Re: adding {}s to grammar to address I18N-ISSUE-189

On Sun, Oct 7, 2012 at 5:32 AM, Eric Prud'hommeaux <eric@w3.org> wrote:
> The LC grammar includes a LANGTAG production
>
>   [144s] LANGTAG ::= '@' [a-zA-Z]+ ('-' [a-zA-Z0-9]+)*
>
> which doesn't match the one in BCP 47
>
>          obs-language-tag = primary-subtag *( "-" subtag )
>          primary-subtag   = 1*8ALPHA
>          subtag           = 1*8(ALPHA / DIGIT)
>
> (Basically, Turtle is too liberal in what it permits in a LANGTAG.)
> The proposal from I18N was to reference
>   http://tools.ietf.org/html/bcp47#section-2.1
> which could mean one of:
>
> 1 remove the production rule and include instead (coursly) href the bcp47 defn.
> 2 preserve our production and href the bcp47 rule informatively
> 3 preserve our production and href the bcp47 rule normatively
> 4 align our production and href the bcp47 rule normatively
>
> I've mocked up #4 in the editor's draft (my pref). See the last
> sentence of
> http://www.w3.org/2011/rdf-wg/wiki/I18n-Comments#189:_.5BS.5D_reference_obs-language-tag_instead_of_defining_your_own
> for all the links.

None of 1-4 provides an enhancement to the state of language tag
parsing in Turtle. In order to use the grammar to test for a valid
language tag it must be compared to the complete registration list,
and be a legal composition. For even the lower bar of testing for a
well formed language tag a much more complex grammar must be used. All
of these solutions would simply add complexity without any real gain
to anyone.
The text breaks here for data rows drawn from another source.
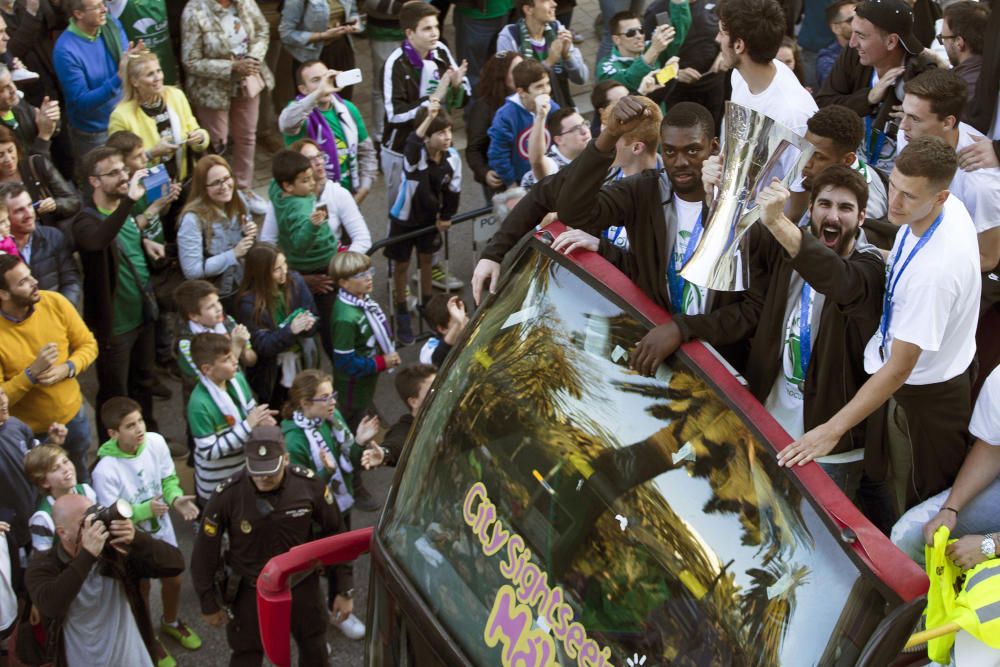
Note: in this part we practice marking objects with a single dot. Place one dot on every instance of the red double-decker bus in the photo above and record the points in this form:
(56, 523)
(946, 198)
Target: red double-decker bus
(552, 507)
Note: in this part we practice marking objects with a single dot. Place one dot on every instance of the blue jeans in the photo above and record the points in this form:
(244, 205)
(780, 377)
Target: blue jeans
(977, 518)
(77, 443)
(84, 142)
(608, 9)
(475, 41)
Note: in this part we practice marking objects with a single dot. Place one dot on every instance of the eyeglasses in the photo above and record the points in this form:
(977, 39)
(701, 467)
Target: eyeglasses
(225, 180)
(361, 275)
(579, 127)
(632, 32)
(114, 173)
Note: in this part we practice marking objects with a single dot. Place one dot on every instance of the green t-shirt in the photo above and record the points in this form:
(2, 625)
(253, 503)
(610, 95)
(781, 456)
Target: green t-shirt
(352, 332)
(300, 453)
(128, 295)
(494, 9)
(147, 20)
(204, 417)
(347, 161)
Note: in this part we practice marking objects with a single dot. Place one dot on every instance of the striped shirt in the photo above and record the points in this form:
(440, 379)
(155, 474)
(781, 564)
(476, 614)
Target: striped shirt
(218, 443)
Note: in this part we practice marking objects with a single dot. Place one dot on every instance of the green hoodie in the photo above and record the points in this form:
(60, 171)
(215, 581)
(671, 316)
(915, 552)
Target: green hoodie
(307, 247)
(630, 71)
(170, 484)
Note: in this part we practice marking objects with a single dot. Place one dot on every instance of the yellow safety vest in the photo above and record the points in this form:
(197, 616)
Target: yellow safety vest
(973, 603)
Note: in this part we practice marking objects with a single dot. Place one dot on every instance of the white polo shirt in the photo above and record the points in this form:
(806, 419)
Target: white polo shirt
(936, 301)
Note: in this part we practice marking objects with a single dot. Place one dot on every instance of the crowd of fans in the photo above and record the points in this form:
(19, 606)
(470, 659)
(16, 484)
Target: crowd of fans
(131, 239)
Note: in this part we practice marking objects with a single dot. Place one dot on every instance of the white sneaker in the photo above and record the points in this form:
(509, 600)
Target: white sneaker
(351, 626)
(22, 74)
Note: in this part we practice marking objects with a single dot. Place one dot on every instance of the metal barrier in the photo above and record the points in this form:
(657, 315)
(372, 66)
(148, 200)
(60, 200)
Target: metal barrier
(475, 214)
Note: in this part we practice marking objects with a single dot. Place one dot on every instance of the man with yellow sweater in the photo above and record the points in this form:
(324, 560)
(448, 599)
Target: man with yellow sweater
(45, 346)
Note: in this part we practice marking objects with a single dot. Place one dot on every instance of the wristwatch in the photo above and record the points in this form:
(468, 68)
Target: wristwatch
(988, 546)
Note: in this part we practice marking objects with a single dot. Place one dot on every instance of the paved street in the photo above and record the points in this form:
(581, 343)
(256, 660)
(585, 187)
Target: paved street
(170, 413)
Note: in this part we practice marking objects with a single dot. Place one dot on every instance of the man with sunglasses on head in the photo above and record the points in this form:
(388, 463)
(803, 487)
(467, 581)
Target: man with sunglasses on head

RDF Concepts already requires, with a MUST no less,
that "The language tag must be well-formed according to section
2.2.9", these additions to Turtle aren't enough to do that. Either we
need to go all the way and specify the exhaustive grammar for well
formedness or leave this alone and let something up stream of the
parser confirm well formedness.

--Gavin


> --
> -ericP
>

Received on Sunday, 7 October 2012 14:35:37 UTC